From Saturday 30 March until Monday 5 August 2024, the Keizerskapel in Antwerp will present two paintings from Quellinus’ period of collaboration with Rubens.
Both paintings, which have only recently appeared, were unknown when the catalogues raisonnés (Erasmus Quellinus II, Freren 1988, Cassel 2014) were published. Both paintings are on panel (27 x 23 cm), unsigned, but clearly referring to the ‘early’ Erasmus Quellinus II (1607-1678). One represents the Holy Virgin with Child, Elisabeth and Saint John, the other the Holy Family. The modello for the first (oil on panel, 34,5 x 28 cm, 1635-40) was sold in Monaco in 1986. A print after this modello bears the signatures of both the engraver Peter II de Jode (1606-1674) and the inventor Erasmus Quellinus II. Of particular interest is the discovery of the pendant, which is also clearly in the style of Erasmus II. Both paintings date from the period when he worked closely with Rubens (1635-40).

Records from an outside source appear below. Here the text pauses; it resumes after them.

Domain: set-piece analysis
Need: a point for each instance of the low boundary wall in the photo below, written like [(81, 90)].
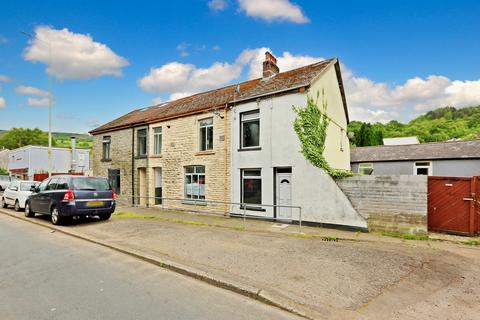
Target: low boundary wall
[(396, 203)]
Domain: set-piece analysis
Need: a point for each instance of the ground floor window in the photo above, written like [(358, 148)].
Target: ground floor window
[(251, 186), (195, 182), (365, 168), (114, 179), (422, 168)]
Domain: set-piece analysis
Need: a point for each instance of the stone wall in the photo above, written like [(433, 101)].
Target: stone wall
[(121, 158), (180, 148), (396, 203)]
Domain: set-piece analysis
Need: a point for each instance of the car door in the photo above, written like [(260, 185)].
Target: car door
[(48, 195), (36, 199)]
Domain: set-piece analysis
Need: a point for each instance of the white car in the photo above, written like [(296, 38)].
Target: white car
[(16, 194), (4, 182)]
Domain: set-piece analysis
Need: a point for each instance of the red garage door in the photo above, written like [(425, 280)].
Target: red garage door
[(453, 205)]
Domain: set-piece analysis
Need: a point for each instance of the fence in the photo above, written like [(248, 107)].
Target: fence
[(199, 203)]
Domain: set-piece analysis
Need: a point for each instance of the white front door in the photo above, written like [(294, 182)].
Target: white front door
[(284, 195)]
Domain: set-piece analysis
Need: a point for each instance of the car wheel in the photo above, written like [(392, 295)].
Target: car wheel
[(28, 212), (55, 216), (105, 216), (16, 206)]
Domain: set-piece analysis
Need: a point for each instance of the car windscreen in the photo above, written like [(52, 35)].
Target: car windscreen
[(90, 183), (26, 186)]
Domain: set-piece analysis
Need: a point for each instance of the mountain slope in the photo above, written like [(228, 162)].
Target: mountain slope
[(437, 125)]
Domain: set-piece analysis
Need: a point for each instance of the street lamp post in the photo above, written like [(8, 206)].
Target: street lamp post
[(49, 103)]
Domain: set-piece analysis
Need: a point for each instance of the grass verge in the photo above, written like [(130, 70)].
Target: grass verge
[(406, 236)]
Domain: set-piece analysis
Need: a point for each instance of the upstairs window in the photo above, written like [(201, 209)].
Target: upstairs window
[(142, 142), (206, 134), (195, 182), (106, 143), (422, 168), (365, 168), (250, 129), (157, 141)]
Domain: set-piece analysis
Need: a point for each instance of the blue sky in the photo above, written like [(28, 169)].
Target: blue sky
[(399, 58)]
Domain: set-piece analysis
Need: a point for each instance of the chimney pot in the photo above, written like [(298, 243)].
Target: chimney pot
[(270, 67)]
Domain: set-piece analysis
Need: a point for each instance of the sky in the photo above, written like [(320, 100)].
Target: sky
[(399, 59)]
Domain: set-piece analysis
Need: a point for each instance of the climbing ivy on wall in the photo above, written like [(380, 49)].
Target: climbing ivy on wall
[(311, 127)]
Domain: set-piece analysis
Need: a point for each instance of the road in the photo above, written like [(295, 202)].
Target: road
[(49, 275)]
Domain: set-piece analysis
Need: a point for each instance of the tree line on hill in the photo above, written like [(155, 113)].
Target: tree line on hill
[(437, 125), (20, 137)]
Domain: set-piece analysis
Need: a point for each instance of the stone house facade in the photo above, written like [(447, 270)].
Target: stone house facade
[(222, 149)]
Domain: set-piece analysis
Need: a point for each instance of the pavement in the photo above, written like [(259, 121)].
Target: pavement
[(49, 275), (319, 273)]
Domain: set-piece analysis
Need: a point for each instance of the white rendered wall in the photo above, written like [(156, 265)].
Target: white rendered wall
[(318, 195)]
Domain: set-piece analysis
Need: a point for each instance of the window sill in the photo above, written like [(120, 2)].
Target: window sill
[(203, 153), (248, 208), (193, 202), (250, 149)]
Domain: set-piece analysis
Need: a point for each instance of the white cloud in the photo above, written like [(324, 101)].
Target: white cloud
[(73, 55), (377, 101), (31, 91), (273, 10), (217, 5), (182, 49), (37, 102), (181, 79), (367, 100)]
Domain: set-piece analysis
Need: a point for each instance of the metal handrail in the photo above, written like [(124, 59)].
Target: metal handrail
[(243, 206)]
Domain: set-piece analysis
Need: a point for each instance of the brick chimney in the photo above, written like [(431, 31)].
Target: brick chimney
[(270, 67)]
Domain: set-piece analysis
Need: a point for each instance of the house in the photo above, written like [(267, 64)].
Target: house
[(27, 161), (4, 158), (232, 146), (451, 158)]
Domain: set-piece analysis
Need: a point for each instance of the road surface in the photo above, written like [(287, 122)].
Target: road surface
[(49, 275)]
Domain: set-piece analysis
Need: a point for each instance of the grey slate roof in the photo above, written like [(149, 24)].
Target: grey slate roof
[(425, 151)]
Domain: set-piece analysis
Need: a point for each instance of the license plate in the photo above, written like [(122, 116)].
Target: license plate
[(95, 203)]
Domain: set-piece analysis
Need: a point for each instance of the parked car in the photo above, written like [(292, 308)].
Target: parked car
[(62, 197), (17, 193), (5, 182)]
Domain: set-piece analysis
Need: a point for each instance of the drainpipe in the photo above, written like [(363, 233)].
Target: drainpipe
[(225, 133), (133, 166), (147, 170), (74, 158)]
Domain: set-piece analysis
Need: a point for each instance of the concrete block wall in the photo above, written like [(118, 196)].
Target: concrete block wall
[(395, 203)]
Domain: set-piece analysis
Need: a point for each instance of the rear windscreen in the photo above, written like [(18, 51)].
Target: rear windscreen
[(26, 186), (88, 183)]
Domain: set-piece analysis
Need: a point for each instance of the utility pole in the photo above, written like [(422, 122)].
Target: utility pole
[(49, 103)]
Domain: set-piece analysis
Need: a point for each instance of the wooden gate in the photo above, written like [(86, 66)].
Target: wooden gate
[(453, 205)]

Together with his brother, the sculptor Artus I (1609-1668), and his brother-in-law Peter I Verbrugghen (1615-1686), Erasmus II was an important exponent of the so-called Classical Baroque in Antwerp. Their works, dating from the 1650’s (the high altar and the confessional) can still be admired in the Keizerskapel. The Quellinus family was significantly involved in the decoration of this church. And during the last quarter of the seventeenth century, Peter II (1648-1691) and Hendrick Franciscus Verbrugghen (1654-1724), sons of Peter I, were responsible for the pulpit (1689) in the Keizerskapel (preliminary drawing is in the Rijksmuseum Amsterdam). The nephew Artus II Quellinus (1625-1700) is also present with a Salvator Mundi on top of the high altar. Which, of course, complements this presentation in the Keizerskapel of their family member Erasmus II.